Let’s be unequivocally clear: this narrative is a dangerous distortion of truth and a disservice to the Zimbabwean people. While the historical injustices of colonialism are undeniable and created the initial inequity, attributing the failure of land reform post-independence solely to external forces is a profound act of victim-blaming that ignores decades of internal mismanagement and corruption.

The Real Saboteur: ZANU-PF Corruption

The Fast-Track Land Reform Program (FTLRP), initiated in 2000, was ostensibly designed to correct historical land imbalances. Its intentions, noble on paper, were tragically sabotaged not by some lingering ‘colonial hand,’ but by the very party that championed it: ZANU-PF. The evidence is overwhelming and speaks for itself:

  • Patronage and Nepotism: Instead of genuinely empowering landless peasants with the skills and resources to farm productively, vast tracts of seized land were parcelled out to ZANU-PF elites, loyalists, military personnel, and politically connected individuals who often had little to no farming experience or intention to cultivate.
  • Asset Stripping: Many ‘new farmers’ were more interested in stripping commercial farms of their valuable infrastructure, equipment, and irrigation systems rather than investing in productivity.
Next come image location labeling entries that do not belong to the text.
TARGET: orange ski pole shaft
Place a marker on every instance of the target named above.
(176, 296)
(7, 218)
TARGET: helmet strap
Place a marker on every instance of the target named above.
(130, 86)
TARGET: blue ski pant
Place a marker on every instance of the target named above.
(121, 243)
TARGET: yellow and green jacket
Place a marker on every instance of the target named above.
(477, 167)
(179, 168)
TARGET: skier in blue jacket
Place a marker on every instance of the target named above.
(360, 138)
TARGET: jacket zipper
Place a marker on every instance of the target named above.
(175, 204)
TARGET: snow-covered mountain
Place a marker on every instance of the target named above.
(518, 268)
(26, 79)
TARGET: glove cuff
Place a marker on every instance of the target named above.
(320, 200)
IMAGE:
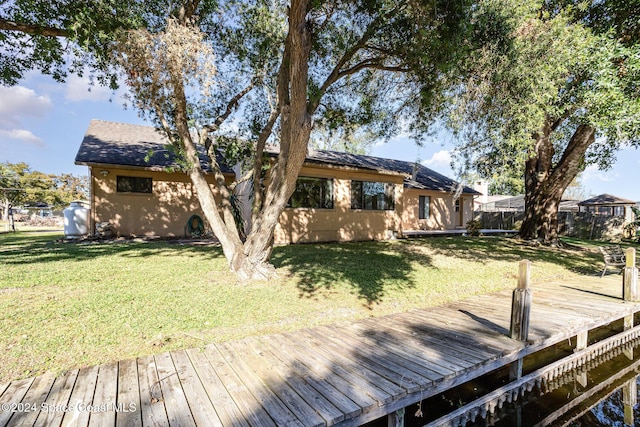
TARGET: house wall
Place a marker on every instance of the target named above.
(442, 212)
(302, 225)
(164, 212)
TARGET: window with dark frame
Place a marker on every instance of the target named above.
(368, 195)
(313, 193)
(134, 184)
(424, 207)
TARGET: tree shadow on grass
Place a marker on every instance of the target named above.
(490, 248)
(370, 269)
(21, 248)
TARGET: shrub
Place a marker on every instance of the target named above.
(473, 227)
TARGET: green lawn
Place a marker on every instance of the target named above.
(67, 305)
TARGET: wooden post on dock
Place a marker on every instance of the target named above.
(629, 400)
(521, 303)
(520, 313)
(630, 280)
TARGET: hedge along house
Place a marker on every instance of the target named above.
(135, 187)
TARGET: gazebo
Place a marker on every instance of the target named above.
(608, 205)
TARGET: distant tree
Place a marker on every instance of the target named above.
(342, 139)
(560, 92)
(66, 188)
(193, 66)
(20, 185)
(575, 190)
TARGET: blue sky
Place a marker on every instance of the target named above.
(43, 122)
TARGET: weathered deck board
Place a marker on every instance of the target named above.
(82, 394)
(128, 399)
(33, 400)
(201, 407)
(344, 374)
(151, 401)
(12, 396)
(105, 396)
(175, 402)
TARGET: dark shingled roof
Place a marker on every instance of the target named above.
(416, 175)
(606, 199)
(121, 144)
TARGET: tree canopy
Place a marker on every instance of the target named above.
(557, 92)
(234, 75)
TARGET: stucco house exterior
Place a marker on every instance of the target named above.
(137, 187)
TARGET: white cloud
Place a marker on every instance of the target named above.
(81, 89)
(593, 174)
(19, 102)
(441, 158)
(21, 135)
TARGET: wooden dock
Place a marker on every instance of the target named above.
(345, 374)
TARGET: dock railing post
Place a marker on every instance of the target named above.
(521, 303)
(520, 313)
(630, 279)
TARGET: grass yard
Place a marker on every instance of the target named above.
(67, 305)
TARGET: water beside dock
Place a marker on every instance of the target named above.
(346, 374)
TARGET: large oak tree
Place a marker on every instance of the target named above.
(558, 93)
(236, 75)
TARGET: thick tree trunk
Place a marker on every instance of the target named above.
(5, 209)
(545, 182)
(295, 129)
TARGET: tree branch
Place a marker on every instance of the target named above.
(370, 63)
(336, 74)
(233, 103)
(36, 30)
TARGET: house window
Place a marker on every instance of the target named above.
(312, 193)
(424, 207)
(134, 184)
(372, 195)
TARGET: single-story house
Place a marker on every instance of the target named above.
(137, 187)
(608, 205)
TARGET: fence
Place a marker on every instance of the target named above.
(582, 225)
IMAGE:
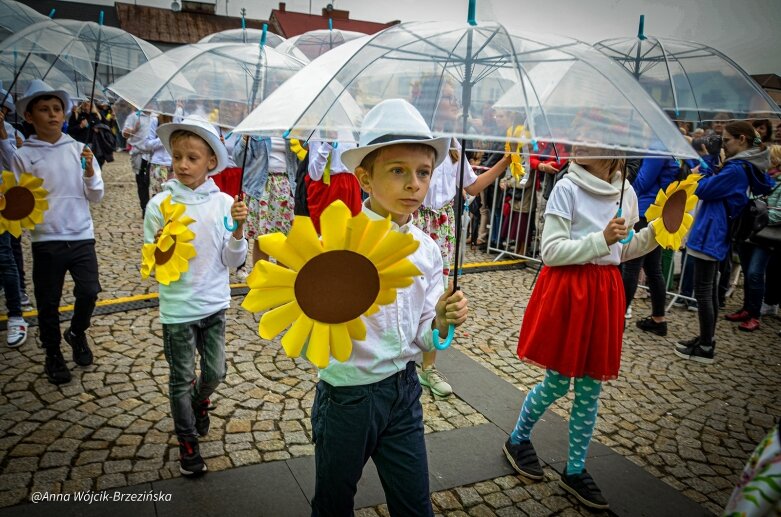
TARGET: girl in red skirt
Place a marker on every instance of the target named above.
(574, 323)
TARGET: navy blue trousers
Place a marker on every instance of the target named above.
(382, 421)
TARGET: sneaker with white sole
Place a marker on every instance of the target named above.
(17, 332)
(434, 380)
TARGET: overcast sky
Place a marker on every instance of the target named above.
(745, 30)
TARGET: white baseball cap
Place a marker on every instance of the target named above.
(38, 88)
(203, 129)
(391, 122)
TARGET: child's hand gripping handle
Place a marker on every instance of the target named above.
(629, 234)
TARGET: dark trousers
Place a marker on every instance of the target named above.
(753, 261)
(51, 260)
(706, 282)
(382, 421)
(142, 182)
(652, 265)
(10, 277)
(16, 246)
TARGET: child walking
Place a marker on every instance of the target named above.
(65, 241)
(369, 406)
(192, 309)
(581, 280)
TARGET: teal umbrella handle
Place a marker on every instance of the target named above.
(230, 227)
(451, 331)
(629, 235)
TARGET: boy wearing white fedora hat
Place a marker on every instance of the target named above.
(65, 241)
(369, 405)
(192, 309)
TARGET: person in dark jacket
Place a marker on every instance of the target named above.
(722, 197)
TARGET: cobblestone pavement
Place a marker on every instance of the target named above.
(691, 425)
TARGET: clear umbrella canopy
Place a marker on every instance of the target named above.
(314, 44)
(689, 80)
(449, 70)
(59, 76)
(15, 16)
(82, 44)
(218, 81)
(243, 36)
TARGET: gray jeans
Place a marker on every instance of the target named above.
(180, 342)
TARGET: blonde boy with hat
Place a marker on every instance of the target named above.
(192, 309)
(369, 405)
(65, 241)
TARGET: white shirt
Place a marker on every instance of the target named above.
(443, 183)
(318, 156)
(277, 161)
(399, 331)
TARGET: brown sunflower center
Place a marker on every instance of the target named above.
(19, 203)
(337, 286)
(672, 213)
(162, 257)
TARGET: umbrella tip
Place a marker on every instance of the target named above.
(471, 13)
(641, 28)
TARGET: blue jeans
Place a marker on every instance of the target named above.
(13, 295)
(383, 421)
(754, 260)
(180, 342)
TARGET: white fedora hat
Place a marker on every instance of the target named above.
(391, 122)
(38, 88)
(203, 129)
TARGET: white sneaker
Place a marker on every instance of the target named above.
(17, 332)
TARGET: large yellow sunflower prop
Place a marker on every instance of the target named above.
(21, 205)
(516, 165)
(669, 213)
(330, 283)
(169, 256)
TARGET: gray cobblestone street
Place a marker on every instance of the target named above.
(690, 425)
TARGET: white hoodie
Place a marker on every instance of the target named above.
(69, 191)
(204, 289)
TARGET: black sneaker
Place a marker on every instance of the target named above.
(56, 369)
(202, 422)
(190, 461)
(649, 325)
(698, 353)
(523, 459)
(583, 487)
(82, 355)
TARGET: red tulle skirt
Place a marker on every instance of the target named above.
(574, 323)
(229, 181)
(343, 186)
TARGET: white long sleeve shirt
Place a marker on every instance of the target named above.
(69, 191)
(400, 331)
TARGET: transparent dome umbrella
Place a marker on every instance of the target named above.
(243, 36)
(221, 81)
(15, 16)
(314, 44)
(444, 67)
(689, 80)
(83, 45)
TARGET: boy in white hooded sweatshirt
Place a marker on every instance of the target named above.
(192, 309)
(65, 241)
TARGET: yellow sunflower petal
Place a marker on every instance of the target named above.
(303, 233)
(294, 339)
(318, 349)
(341, 344)
(357, 329)
(275, 245)
(277, 320)
(258, 300)
(332, 225)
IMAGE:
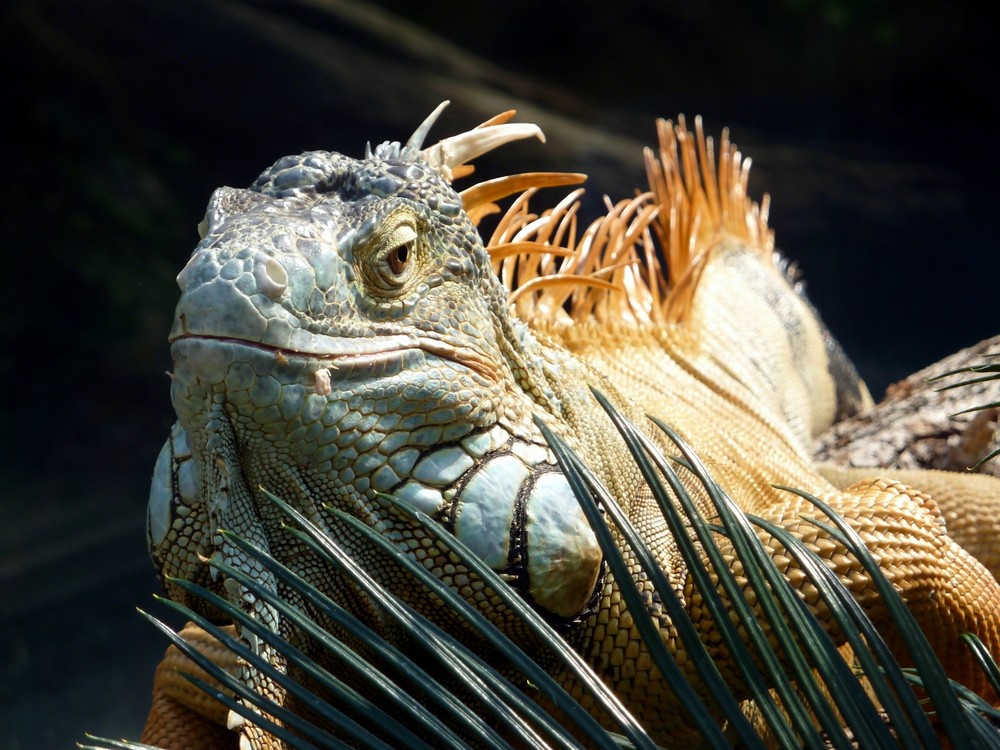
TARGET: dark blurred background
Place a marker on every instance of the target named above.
(869, 122)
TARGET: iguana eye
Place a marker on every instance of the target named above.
(399, 258)
(397, 262)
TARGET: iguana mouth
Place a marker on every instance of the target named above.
(352, 356)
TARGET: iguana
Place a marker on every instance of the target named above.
(343, 331)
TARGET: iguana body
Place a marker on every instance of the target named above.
(343, 332)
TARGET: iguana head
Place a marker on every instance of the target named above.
(340, 334)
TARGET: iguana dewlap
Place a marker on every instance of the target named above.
(342, 332)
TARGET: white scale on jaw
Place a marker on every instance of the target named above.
(563, 557)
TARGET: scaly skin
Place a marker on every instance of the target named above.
(342, 332)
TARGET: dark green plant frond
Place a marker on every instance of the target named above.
(986, 372)
(440, 691)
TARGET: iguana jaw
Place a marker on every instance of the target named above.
(354, 358)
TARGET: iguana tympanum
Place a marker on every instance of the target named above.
(344, 331)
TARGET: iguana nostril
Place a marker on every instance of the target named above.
(272, 278)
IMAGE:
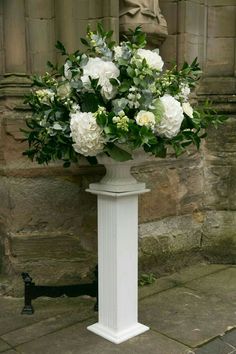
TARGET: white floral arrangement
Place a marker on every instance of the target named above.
(114, 99)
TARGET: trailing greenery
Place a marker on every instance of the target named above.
(114, 99)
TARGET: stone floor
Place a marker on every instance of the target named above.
(193, 311)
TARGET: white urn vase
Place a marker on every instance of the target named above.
(117, 194)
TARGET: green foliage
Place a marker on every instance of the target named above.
(65, 91)
(147, 279)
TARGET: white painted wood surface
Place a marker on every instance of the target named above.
(118, 258)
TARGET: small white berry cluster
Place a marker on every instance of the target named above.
(122, 121)
(133, 98)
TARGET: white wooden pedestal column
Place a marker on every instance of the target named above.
(118, 259)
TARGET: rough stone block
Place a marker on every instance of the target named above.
(221, 21)
(220, 57)
(191, 17)
(41, 9)
(41, 37)
(95, 9)
(168, 50)
(185, 315)
(82, 9)
(169, 10)
(111, 8)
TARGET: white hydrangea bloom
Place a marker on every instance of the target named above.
(184, 92)
(145, 118)
(96, 68)
(86, 134)
(64, 90)
(153, 59)
(67, 71)
(118, 52)
(188, 109)
(45, 95)
(170, 123)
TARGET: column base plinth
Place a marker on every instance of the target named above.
(117, 337)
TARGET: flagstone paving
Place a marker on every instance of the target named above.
(192, 311)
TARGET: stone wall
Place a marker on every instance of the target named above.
(47, 220)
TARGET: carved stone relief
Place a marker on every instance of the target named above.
(146, 13)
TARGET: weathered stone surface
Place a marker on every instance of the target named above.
(68, 339)
(230, 338)
(47, 221)
(4, 346)
(179, 278)
(50, 325)
(45, 308)
(215, 347)
(184, 314)
(221, 283)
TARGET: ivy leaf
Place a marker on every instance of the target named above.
(61, 48)
(90, 103)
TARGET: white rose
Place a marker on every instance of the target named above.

This short-sighted plundering decimated the agricultural sector, once the backbone of Zimbabwe’s economy.
  • Lack of Support and Resources: Genuinely aspiring farmers, even those who received land, were rarely provided with the necessary inputs (seeds, fertilizer), financing, or extension services needed to succeed. The focus was on allocation, not productivity.
  • Erosion of Property Rights: The arbitrary nature of land seizures destroyed investor confidence, both local and international, crippling the country’s ability to attract capital for agricultural development and beyond.
  • Food Insecurity: The net result was a dramatic decline in agricultural output, transforming Zimbabwe from a regional breadbasket into a nation dependent on food imports and international aid – a direct consequence of internal policy failures, not colonial interference two decades after independence.

Stop Playing the Victim

Mr. Mnangagwa’s attempts to resurrect the bogeyman of the ‘colonial master’ are not just historically inaccurate; they are a cynical ploy to deflect from the current government’s own failures and accountability. The problems plaguing Zimbabwe’s economy and its agricultural sector today are deeply rooted in the corruption, cronyism, and poor governance that have characterized ZANU-PF’s rule.

True progress for Zimbabwe will only begin when its leaders stop playing the victim and start taking genuine responsibility. It requires acknowledging that the greatest impediments to land reform’s success, and indeed to the nation’s prosperity, lie within the halls of power, not in some distant historical specter. It’s time for accountability, transparency, and a commitment to policies that genuinely serve all Zimbabweans, not just a select few.